Let’s briefly touch on the topic of Cuphead. I don’t think it’s an insanely challenging game. Sure I die a lot, but that’s how I find the limitations. Cuphead does not feel like it is at the same level of challenge as something like a Super Meat Boy and lacks some of the smart design choices which explain mechanics through playing. Cuphead even has different weapons and abilities, some of which are designed to be used in specific encounters to make bosses easier to overcome. The fact that Studio MDHR included “simple mode” as an option in Cuphead means they had accessibility in mind during development, it’s just a shame that they gate the ending of the game behind a skill wall.
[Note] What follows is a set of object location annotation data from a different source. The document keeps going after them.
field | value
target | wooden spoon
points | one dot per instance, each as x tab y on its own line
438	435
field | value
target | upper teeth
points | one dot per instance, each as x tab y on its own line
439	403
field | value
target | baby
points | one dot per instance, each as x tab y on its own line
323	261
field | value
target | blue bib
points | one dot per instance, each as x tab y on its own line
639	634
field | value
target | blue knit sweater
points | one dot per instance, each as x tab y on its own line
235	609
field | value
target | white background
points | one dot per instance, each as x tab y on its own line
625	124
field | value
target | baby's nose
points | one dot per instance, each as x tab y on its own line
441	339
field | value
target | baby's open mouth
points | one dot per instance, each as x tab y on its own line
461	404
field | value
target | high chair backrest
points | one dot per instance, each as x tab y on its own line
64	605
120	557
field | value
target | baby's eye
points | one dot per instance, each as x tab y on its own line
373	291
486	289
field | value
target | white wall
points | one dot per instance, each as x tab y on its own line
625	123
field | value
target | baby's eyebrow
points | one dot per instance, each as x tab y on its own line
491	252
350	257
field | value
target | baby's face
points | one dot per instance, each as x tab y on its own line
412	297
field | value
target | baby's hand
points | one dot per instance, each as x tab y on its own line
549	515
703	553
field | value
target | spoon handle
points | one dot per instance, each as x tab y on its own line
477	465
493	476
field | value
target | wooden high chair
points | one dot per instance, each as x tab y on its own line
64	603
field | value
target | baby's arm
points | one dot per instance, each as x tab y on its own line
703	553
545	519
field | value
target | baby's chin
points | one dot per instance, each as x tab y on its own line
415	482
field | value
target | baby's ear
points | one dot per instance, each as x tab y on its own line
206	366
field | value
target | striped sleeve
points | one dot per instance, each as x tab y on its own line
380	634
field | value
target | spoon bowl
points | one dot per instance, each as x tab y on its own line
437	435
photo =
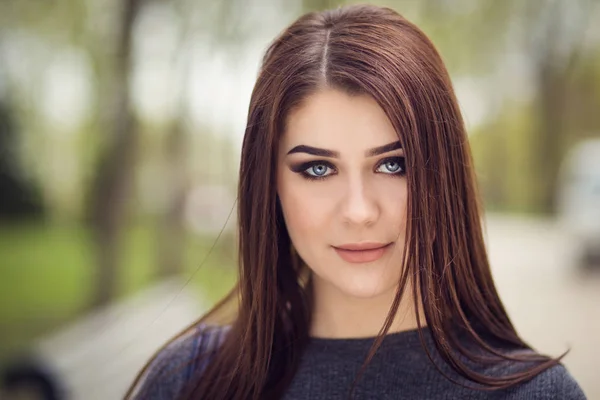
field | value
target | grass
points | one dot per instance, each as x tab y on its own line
47	274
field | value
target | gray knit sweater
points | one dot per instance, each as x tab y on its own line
399	370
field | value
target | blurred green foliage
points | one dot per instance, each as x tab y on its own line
47	274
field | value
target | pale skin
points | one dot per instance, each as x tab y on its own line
358	195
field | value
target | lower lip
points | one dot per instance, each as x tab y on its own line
361	256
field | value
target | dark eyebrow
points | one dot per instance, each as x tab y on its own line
386	148
315	151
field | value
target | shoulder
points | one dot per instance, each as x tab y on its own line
554	383
174	365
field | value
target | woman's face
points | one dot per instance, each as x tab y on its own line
343	192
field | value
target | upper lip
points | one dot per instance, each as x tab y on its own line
361	246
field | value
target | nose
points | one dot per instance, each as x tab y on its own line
359	205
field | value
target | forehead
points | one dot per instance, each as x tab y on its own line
335	120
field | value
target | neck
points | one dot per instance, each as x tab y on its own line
337	315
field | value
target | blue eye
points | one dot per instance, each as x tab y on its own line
317	170
392	166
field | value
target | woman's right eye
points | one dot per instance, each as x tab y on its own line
315	170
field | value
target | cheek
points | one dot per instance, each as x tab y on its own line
305	212
393	200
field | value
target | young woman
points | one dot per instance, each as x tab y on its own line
362	267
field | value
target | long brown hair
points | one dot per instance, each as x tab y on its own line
373	51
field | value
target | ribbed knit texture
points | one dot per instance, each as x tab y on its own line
399	370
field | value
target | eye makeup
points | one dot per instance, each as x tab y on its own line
322	169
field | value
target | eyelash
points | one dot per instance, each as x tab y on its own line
301	168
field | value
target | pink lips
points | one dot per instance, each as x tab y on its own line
361	252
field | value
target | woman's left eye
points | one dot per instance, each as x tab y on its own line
392	166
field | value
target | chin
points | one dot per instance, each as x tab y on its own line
364	284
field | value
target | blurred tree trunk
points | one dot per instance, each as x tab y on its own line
171	231
112	184
553	72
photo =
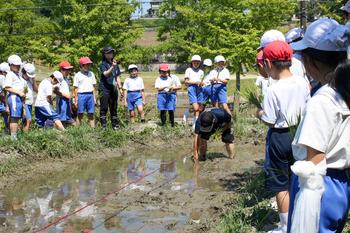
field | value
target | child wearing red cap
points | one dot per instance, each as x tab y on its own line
64	96
85	91
167	87
282	106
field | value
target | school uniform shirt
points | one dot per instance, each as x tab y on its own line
325	127
133	84
108	83
194	75
84	81
297	68
45	89
170	82
30	94
285	101
263	83
220	74
2	82
15	81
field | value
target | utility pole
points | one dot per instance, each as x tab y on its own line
303	15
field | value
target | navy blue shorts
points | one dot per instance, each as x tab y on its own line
166	101
134	99
278	160
195	94
16	106
42	114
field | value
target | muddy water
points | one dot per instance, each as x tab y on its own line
137	207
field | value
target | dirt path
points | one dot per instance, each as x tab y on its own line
183	198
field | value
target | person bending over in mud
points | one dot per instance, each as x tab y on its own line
210	121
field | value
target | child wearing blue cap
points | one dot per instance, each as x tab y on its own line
28	74
85	91
166	100
4	68
43	102
134	93
15	86
320	202
193	79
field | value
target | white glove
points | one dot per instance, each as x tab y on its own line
307	204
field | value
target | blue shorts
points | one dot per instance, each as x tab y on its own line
29	111
195	94
134	99
16	106
42	114
335	201
220	93
278	160
208	93
166	101
64	109
86	103
2	107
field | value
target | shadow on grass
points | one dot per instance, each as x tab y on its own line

Before I wrap things up let’s get some other world examples. A friend’s dad is very sensitive to torture scenes in movies, if he is going to be watching a movie with a torture scene he first asks my friend, and then won’t watch the movie without skipping the scene. Does that devalue the experience of someone else who can stomach the scene? I enjoy eating spicy foods, I don’t always get the spicy level 10 (look I’m not always that good) but I often order a 6 or above. I might jest with friends who only order at level 1, but I don’t think that they are somehow “eating the food wrong” and shouldn’t be allowed to order lower than a 4…. I am glad they accompanied me to eat some Japanese curry rice, and rejoice in the fact that we can share a similar experience, that is tailored to our own taste.
Instead of excluding people from our preferred form of entertainment, let’s encourage and reward developers who make accessible games so we can see more people enjoying what we already know and love. Get off of your high horse, understand that not everyone has the same skill level as you (you probably aren’t one of the ones good enough to play for a living anyway), stop telling people to ‘gitgud kekeke’ and stop acting like exclusion is a good thing, it’s lazy and you might as well be jumping on a fast-food counter shouting for your meme sauce.